Streit um Container für Geflüchtete in Murchin
Die Aufnahmezahlen von schutzsuchenden Menschen sind in Mecklenburg-Vorpommern so hoch wie noch nie. Ihre Unterbringung müssen die Landkreise prüfen und aushandeln - auch mit privaten Anbietern. Dass es viele Gründe gegen solche Unterkünfte geben kann, zeigt ein Fall aus der Nähe von Anklam.
Seit eineinhalb Jahren stehen die drei Wohncontainer von Uwe Kuhnle leer. Auf seinem Grundstück bei Anklam hat er sie aufgestellt, damit darin und auch in den Gebäuden drumherum bis zu 350 Geflüchtete einziehen können. Wenn es nach ihm geht, ist alles Nötige da, um die Menschen gut und sicher unterzubringen: "Wir haben hier eine Unmenge an Hallen, in denen die Leute Fußball und Volleyball spielen können. Wir müssten noch die Räume einrichten, Strom und Heizung anschließen, aber das würden wir in sechs bis acht Wochen hinbekommen. Es liegt nicht an uns."

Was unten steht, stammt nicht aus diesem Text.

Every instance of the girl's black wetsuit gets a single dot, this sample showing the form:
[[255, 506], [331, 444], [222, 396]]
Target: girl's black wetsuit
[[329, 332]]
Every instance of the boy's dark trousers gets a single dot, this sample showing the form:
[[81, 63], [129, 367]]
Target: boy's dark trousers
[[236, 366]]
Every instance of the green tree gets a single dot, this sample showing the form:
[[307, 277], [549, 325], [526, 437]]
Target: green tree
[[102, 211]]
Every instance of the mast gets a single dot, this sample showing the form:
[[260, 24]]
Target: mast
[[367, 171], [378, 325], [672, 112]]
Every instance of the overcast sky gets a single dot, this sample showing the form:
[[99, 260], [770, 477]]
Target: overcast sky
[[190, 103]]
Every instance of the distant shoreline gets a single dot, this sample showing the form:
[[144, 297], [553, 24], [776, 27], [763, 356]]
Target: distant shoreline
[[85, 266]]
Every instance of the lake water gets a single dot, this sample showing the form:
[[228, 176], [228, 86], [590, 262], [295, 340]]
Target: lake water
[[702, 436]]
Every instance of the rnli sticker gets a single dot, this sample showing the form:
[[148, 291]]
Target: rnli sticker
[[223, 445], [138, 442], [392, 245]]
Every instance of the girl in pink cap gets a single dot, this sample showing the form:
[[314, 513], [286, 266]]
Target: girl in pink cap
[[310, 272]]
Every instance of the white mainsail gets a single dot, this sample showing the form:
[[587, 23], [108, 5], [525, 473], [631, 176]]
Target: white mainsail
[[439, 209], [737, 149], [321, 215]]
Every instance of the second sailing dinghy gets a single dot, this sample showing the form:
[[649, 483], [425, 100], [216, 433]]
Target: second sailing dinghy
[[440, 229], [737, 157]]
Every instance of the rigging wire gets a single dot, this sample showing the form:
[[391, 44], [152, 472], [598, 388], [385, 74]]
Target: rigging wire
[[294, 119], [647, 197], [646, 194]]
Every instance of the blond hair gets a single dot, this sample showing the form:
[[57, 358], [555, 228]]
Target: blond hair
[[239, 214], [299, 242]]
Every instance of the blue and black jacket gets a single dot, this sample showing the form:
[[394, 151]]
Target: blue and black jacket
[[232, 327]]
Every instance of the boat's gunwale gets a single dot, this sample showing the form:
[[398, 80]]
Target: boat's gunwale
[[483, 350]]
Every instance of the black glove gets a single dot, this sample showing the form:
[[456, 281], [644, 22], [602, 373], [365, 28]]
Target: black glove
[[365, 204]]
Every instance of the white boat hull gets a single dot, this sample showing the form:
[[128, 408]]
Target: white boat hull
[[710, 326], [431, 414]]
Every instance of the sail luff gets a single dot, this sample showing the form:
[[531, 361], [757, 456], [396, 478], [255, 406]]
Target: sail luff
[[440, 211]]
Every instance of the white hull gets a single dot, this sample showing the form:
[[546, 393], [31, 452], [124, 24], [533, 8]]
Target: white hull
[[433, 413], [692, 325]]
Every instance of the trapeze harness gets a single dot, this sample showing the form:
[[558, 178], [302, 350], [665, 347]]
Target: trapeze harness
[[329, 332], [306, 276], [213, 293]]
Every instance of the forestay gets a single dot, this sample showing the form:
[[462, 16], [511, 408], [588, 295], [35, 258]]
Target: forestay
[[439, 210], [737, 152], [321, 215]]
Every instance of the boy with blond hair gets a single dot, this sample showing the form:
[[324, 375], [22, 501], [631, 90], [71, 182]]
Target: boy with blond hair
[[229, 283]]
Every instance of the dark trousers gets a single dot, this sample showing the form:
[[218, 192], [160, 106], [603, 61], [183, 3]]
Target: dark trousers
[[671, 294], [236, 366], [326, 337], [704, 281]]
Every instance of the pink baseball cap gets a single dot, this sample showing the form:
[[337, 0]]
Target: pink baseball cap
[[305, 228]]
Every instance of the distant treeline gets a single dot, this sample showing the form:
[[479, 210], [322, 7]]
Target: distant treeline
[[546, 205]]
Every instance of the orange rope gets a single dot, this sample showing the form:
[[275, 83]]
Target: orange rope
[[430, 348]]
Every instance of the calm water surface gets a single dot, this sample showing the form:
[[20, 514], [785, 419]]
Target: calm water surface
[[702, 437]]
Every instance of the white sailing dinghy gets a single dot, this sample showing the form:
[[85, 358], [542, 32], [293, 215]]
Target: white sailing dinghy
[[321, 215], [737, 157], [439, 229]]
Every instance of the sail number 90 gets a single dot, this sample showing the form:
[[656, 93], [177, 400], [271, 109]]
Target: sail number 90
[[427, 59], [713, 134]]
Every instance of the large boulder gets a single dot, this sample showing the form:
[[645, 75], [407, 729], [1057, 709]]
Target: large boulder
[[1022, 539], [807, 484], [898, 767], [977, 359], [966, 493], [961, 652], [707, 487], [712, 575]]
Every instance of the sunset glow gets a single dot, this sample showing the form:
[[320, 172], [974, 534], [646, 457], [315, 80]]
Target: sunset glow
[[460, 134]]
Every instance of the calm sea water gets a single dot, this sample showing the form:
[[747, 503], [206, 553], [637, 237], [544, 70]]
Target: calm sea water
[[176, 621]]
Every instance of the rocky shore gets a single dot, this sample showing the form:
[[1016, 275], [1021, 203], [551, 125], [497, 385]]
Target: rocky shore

Landkreis zeigt zunächst Interesse
Das Gelände von Uwe Kuhnle liegt außerhalb der Gemeinde Murchin. Dort verdient er mit Solaranlagen und Recycling sein Geld. Er arbeitet auch mit Firmen im Ausland zusammen, zum Beispiel in der Ukraine. Kurz nach Ausbruch des Krieges bietet er dem Landkreis Vorpommern-Greifswald an, die Container auf seinem Gelände aufzustellen. Das Angebot geht durch verschiedene Abteilungen. Mehrere Mitarbeiter des Kreises besuchen Uwe Kuhnle und zeigen Interesse. Er bekommt einen Mustervertrag und die Mitteilung, dass er für die Container keine Baugenehmigung braucht. Uwe Kuhnle stellt deshalb im Juni 2022 die Container auf, kauft Betten und eine neue Kläranlage - investiert rund zwei Millionen Euro.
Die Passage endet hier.